(AP Photo/Pablo Martinez Monsivais)UPDATE:The Office of the State Superintendent of Education now tells us that, contrary to the USA Today report, “there is no meeting scheduled” for April 6 on the topic of test tampering.
The D.C. State Board of Education will reportedly hold a hearing on April 6 to address allegations that officials at Crosby S. Noyes Education Campus may have tampered with standardized test scores to boost performance ratings. USA Today, who published the investigative report regarding “extraordinarily high numbers of erasures on standardized tests,” including a pattern where “wrong answers were erased and changed to right ones,” reports today that the Board will request a report of a DCPS investigation into such claims in 2009.

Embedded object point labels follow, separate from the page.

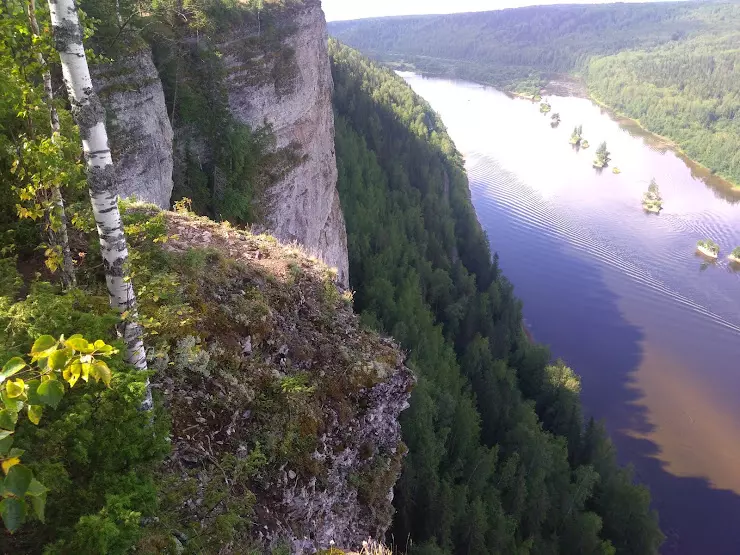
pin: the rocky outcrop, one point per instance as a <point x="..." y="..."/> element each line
<point x="285" y="408"/>
<point x="139" y="130"/>
<point x="292" y="91"/>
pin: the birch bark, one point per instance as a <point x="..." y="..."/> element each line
<point x="57" y="234"/>
<point x="90" y="117"/>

Former D.C. schools chancellor Michelle Rhee also responded to the accusations, lashing out against opponents of education reform:
“It isn’t surprising,” Rhee said in a statement Monday, “that the enemies of school reform once again are trying to argue that the Earth is flat and that there is no way test scores could have improved … unless someone cheated.”
Rhee also said that the USA Today report “absolutely lacked credibility,” and was “an insult to the dedicated teachers and schoolchildren who worked hard to improve their academic achievement levels.” The hearing hasn’t yet hit the board’s calendar, but given the players and the accusations involved, it should be a rather feisty one.